Há tempos devia esse texto sobre o livro "Febre de Bola", brilhante obra do não menos brilhante escritor britânico Nick Hornby. Autor de outro grande sucesso, "Alta Fidelidade", Hornby dedica 245 páginas para falar de suas experiências no estádio de Highbury e pela Europa afora, acompanhando os jogos de seu Arsenal entre os anos de 1968 a 1992. Apesar de baseado em relatos pessoais - muitas vezes permeados com detalhes íntimos -, o livro tem como principal qualidade conseguir representar um universo complexo a partir do indivíduo. Quem vai a estádios e é fanático por seu time se vê na pele de Hornby em muitas ocasiões, principalmente naquelas que nos renderiam uma execração pública pela opinião média e comum. Contrariando o óbvio, o autor mostra que a gente pode até ser ridículo, mas tudo isso faz sentido na nossa cabeça.

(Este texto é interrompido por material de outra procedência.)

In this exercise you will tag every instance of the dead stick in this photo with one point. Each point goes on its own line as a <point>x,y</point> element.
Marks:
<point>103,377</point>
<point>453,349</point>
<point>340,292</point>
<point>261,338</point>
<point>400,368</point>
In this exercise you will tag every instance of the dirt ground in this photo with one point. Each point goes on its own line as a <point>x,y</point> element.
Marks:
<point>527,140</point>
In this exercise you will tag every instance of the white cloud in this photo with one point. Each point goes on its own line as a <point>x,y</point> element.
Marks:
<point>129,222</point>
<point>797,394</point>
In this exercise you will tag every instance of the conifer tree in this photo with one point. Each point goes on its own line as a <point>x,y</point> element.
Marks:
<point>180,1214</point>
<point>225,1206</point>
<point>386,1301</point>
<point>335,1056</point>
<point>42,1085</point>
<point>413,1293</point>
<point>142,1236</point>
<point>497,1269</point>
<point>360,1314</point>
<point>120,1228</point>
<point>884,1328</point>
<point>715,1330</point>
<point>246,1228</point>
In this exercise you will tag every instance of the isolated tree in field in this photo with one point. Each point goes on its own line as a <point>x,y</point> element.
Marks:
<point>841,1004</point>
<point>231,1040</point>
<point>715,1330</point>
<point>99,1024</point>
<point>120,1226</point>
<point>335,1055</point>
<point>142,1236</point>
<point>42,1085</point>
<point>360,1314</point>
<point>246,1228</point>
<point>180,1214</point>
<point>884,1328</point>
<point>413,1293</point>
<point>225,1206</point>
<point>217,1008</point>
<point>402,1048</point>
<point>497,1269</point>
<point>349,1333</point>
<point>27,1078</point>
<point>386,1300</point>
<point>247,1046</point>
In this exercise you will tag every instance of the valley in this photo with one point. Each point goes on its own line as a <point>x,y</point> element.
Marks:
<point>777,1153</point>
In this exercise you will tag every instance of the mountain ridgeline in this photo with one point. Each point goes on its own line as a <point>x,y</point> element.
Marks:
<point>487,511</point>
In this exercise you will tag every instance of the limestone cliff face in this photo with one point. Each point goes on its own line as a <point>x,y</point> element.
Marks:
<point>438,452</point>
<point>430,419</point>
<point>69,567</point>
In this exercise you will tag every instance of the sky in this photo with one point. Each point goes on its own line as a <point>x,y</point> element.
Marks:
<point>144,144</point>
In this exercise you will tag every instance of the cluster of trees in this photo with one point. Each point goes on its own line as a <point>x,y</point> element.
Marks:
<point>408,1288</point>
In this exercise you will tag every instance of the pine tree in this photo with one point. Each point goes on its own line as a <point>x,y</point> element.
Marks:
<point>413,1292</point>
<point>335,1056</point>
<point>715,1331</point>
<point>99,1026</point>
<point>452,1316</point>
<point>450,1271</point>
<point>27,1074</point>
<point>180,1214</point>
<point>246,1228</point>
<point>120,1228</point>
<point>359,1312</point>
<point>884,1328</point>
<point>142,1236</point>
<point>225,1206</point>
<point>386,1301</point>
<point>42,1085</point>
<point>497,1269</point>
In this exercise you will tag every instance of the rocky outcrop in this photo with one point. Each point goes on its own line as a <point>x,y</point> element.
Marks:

Já que falamos de relatos pessoais, faço um parêntese. Tenho a mania de marcar trechos que considero importantes nos livros que leio. Faço uma pequena dobra na orelha da página, tendo como critério o seguinte: se a passagem está na primeira metade da folha, a marca fica na parte superior. Se está na segunda metade, a marca fica no pé. Fato é que, fosse eu fazer esse tipo de coisa com "Febre de Bola", ele estaria todo deformado e praticamente impossível de manusear. Voltemos...

Ao longo desses mais de 20 anos de relatos e análises do que acontecia com o futebol inglês e seu time, Hornby ri de sua própria desgraça, sofre com as derrotas, imprime um teor épico imprescindível nas vitórias, conta como se comporta um torcedor assíduo durante seu envelhecimento e indigna-se com algumas atitudes imbecis, como as brigas e a incompetência de dirigentes e polícia no trato com o esporte. Dentro desse contexto, o autor descreve minuciosamente como a modernidade e a mercatilização invadiram o futebol na Inglaterra. É brilhante, porque tudo que está escrito corresponde ao processo em andamento aqui no Brasil. Parece até que há uma cartilha.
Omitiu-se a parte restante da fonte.